The other thought-provoking fact is that the divine action that took place on Christmas Eve 2000 years ago is still in the throes of it even today, even among those who do not believe in it. After all, there must have been some great divine fact in the birth of Jesus, so that the effect of this, even for those who deny Jesus, is that Christmas is a celebration of peace, of love, of joy. God did something on the first Christmas that even today, even the angry are reconciled on this day, and a ray of light shines on this day. God and the body, these two extremes, these two opposites, met and united in Jesus. In him human aspiration and divine inspiration meet. In him heaven and earth are forever reconciled and reconciled. In him matter and soul are reconciled. In His life, the natural and the supernatural melt into one... Behold, now the heavenly ray can pierce through human life, the human body can also be a servant and bearer of divine goodness, love, mercy, beauty. And to believe in Jesus is precisely to be filled with the surplus that God gives us. To believe in Jesus is to become part of the divine action that began at Christmas.

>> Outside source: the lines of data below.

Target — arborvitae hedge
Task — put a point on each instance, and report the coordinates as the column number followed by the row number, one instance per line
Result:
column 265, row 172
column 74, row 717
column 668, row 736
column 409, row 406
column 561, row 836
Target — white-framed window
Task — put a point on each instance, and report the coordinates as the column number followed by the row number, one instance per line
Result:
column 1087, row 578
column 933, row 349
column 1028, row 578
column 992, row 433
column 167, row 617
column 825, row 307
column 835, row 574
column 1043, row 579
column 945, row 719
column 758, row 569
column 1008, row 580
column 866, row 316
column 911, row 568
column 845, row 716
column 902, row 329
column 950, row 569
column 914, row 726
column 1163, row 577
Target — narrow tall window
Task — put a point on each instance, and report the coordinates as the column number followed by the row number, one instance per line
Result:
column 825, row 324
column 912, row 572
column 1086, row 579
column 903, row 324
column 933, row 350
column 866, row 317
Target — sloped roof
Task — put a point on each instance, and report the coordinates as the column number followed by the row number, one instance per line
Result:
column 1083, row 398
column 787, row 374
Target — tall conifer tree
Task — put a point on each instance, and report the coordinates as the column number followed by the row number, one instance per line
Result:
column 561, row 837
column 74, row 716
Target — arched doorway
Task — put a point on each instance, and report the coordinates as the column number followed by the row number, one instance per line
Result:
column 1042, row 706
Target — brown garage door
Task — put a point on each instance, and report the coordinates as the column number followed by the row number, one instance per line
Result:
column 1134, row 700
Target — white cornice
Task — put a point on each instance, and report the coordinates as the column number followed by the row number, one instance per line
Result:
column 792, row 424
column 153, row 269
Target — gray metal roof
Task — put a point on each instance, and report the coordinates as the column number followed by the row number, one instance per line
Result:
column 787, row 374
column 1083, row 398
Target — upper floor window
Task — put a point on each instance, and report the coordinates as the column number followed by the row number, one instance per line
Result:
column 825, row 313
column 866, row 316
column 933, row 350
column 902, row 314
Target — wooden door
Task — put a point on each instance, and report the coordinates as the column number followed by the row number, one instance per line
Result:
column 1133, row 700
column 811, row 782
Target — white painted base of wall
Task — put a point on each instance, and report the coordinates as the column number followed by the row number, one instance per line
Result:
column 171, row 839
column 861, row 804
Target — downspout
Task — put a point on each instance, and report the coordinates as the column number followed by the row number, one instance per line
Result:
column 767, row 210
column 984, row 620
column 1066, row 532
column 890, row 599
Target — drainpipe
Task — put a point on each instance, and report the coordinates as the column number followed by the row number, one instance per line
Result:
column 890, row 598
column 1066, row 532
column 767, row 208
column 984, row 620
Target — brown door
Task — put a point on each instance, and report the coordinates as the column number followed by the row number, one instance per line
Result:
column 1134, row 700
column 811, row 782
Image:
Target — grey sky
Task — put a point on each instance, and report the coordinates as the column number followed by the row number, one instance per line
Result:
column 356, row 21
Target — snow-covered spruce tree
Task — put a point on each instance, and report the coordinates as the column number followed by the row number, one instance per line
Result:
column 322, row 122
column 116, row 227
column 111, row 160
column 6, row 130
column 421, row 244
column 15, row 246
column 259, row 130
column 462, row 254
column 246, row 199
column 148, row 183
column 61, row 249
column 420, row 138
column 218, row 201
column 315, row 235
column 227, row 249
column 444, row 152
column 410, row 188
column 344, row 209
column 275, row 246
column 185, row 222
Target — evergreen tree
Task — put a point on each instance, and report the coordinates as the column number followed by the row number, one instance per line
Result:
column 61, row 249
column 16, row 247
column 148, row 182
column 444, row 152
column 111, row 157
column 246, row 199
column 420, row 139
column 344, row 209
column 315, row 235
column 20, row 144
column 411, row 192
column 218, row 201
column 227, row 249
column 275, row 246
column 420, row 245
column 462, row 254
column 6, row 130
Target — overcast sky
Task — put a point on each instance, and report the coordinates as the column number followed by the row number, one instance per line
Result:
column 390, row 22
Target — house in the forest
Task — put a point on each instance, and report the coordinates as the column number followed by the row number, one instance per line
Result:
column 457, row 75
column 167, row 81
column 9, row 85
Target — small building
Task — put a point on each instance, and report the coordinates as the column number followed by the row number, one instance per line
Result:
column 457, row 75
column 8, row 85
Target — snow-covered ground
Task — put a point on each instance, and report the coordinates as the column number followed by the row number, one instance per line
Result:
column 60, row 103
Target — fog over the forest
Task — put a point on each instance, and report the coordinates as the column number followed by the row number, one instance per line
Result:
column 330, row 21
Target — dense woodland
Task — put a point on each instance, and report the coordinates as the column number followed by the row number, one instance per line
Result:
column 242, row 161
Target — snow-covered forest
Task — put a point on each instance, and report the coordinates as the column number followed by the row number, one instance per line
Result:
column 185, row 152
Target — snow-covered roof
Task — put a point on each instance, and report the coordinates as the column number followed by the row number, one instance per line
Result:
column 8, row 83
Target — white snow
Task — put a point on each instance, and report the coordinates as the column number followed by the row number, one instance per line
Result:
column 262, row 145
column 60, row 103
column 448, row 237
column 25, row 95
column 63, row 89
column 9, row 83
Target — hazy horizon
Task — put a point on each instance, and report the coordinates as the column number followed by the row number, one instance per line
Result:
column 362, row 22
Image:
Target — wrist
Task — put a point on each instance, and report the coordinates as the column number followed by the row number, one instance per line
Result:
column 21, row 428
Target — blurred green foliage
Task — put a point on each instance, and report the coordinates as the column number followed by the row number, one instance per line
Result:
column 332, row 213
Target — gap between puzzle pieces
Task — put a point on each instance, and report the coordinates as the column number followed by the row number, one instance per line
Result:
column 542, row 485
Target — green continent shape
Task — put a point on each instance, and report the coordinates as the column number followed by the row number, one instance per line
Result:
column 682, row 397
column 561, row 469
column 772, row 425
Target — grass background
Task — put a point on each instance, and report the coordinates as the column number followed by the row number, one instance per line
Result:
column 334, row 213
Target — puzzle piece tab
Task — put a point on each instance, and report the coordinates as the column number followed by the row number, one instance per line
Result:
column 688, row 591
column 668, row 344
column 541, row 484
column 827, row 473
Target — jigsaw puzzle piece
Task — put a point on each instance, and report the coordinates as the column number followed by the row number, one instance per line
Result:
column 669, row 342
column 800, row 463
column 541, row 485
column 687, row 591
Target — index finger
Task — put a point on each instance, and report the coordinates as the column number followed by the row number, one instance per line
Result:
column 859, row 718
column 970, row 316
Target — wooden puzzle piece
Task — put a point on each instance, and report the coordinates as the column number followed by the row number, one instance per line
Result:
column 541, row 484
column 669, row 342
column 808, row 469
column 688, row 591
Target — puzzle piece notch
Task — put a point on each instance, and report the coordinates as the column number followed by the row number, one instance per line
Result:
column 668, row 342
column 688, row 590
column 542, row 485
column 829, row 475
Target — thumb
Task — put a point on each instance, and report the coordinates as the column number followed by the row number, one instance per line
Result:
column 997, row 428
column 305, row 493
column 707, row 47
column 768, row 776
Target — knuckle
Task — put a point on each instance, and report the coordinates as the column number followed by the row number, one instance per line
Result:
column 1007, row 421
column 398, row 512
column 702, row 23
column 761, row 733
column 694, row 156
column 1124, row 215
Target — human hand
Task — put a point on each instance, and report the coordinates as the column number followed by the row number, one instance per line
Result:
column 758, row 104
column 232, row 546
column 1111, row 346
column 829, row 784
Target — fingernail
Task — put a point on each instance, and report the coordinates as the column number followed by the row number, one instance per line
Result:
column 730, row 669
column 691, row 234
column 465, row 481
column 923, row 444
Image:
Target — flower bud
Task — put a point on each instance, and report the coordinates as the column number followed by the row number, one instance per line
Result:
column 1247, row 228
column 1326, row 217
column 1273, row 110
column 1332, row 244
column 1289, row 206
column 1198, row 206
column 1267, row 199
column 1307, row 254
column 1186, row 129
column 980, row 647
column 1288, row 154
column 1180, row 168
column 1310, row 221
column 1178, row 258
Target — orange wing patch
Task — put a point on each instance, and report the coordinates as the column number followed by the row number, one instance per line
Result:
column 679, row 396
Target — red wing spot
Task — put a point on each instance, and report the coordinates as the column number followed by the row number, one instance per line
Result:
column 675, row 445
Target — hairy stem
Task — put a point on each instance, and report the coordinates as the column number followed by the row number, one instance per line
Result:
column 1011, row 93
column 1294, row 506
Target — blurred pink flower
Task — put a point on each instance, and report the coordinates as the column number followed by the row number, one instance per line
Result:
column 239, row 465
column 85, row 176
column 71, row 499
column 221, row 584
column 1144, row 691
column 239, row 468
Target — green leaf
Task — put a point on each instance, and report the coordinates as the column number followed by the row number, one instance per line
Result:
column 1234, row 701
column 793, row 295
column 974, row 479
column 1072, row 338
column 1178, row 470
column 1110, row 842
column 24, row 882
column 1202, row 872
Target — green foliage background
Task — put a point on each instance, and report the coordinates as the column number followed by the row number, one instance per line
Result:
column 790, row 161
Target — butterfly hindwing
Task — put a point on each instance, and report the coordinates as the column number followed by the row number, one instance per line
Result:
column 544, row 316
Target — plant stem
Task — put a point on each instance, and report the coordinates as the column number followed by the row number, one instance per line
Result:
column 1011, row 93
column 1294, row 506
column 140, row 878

To believe in Jesus is to enter into a relationship with God in such a way that in your human will there is an omnipotent will at work, in your love there is divine love, your intellect is illuminated by divine reason, and through it you yourself become more, you become a person worth more, a new person, someone with something divine in him.
I wonder how the disguise cast off from kings must have been later cherished by its simple wearer. How reverently he must have touched it, thinking that the king had walked in it! How he might have tried to move in it in a royal manner! Well, then, think that in this body walked the King of kings, this body was the disguise of God. Feel committed to walk in it worthy of him hereafter.
God appeared in the flesh. So Christmas is not just about our souls, it is about our bodies. It's not enough to have a little spirit that then fades away as the holidays pass - God is looking for flesh today, an embodiment of His love, goodness, peace. A body, a human body that embodies, that carries His glory, that radiates Jesus! The great question of Christmas for us today is this: who gives flesh to the idea of God? Who gives himself to the visible, tangible realisation of God's good will? Who will give his hand to help, to bind up wounds, to wipe away tears? Who gives his feet to bring joy and comfort to God? Who gives his tongue, so that God may speak a good word to someone with it? So God wants to raise you up to a higher life now! Through Jesus Christ, through faith in the Saviour, through obedience to him! - Don't just accept life as it is, but make it what it should be! You receive the redemptive energy from Jesus to change the quality of life!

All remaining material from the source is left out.